A Hoosier cabinet, often shortened to "hoosier", is a type of free-standing kitchen cabinet popular in the early decades of the twentieth century. Almost all of these cabinets were produced by companies located in Indiana. The name is derived from the largest of them, the Hoosier Manufacturing Co. of New Castle, Indiana.
As the athletic nickname of Indiana University Bloomington, the Hoosier is the subject of debate, primarily concerning the term's meaning and origin. As there is no physical embodiment of a Hoosier, IU is represented through their letters and colors alone.
Thomas E. Murray carefully analyzed the use of "hoosier" in St. Louis, Missouri, where it is the favorite epithet of abuse. "When asked what a Hoosier is," Murray writes, "St. Louisans readily list a number of defining characteristics, among which are 'lazy,' 'slow-moving,' 'derelict,' and 'irresponsible.'" He continues, "Few epithets in St. Louis carry the pejorative connotations or the potential for eliciting negative responses that hoosier does." He conducted tests and interviews across lines of age and race and tabulated the results. He found the term ecumenically applied. He also noted the word was often used with a modifier, almost redundantly, as in "some damn Hoosier."

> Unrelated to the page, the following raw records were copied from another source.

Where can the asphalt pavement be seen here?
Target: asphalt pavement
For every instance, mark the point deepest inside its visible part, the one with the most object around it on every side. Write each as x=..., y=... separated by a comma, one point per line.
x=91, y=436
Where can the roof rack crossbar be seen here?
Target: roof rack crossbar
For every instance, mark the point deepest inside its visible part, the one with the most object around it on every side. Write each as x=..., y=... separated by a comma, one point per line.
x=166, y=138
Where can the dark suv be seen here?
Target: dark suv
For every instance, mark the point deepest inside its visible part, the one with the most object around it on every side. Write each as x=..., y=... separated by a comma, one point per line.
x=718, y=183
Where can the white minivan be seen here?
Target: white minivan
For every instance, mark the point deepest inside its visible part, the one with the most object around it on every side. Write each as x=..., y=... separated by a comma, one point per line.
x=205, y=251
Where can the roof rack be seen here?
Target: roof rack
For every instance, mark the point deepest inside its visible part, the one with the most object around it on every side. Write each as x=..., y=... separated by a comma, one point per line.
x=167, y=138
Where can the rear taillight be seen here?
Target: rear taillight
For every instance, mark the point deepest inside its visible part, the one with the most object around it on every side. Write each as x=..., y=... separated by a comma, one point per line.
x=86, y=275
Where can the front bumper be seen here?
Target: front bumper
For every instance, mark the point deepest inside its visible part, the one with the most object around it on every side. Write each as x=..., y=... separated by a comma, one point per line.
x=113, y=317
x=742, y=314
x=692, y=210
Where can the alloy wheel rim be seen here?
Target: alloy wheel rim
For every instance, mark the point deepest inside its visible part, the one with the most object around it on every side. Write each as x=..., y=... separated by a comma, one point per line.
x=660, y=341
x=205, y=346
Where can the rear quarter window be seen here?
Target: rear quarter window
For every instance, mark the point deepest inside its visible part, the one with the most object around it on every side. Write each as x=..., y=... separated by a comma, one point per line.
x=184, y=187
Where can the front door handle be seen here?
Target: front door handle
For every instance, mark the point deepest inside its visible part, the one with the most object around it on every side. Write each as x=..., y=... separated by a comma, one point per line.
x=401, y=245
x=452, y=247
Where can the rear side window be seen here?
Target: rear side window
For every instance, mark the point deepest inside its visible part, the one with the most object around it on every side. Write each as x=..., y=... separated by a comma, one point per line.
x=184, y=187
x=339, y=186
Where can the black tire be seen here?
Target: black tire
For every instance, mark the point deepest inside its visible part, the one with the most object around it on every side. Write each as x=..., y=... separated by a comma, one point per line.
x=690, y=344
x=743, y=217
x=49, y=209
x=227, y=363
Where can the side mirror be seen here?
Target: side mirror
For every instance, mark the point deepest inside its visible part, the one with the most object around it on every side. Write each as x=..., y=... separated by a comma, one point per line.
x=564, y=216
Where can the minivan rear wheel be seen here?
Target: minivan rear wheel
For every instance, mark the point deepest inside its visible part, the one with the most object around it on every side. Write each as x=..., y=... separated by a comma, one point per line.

In a separate section Murray speaks of the history of the word and cites Baker and Carmony (1975) and speculates on why Hoosier (in Indiana a "neutral or, more often, positive" term) should remain "alive and well in St. Louis, occupying as it does the honored position of being the city's number one term of derogation." A radio broadcast took up where Murray left off. During the program Fresh Air, Geoffrey Nunberg, a language commentator, answered questions about regional nicknames. He cited Elaine Viets, a Post-Dispatch columnist (also quoted by Paul Dickson), as saying that in St. Louis a "Hoosier is a low-life redneck, somebody you can recognize because they have a car on concrete blocks in their front yard and are likely to have just shot their wife who may also be their sister."—Jeffrey Graff, The Word Hoosier
These last three points seem to carry the implication that "hoosier" may have been used as an insult in other parts of the country.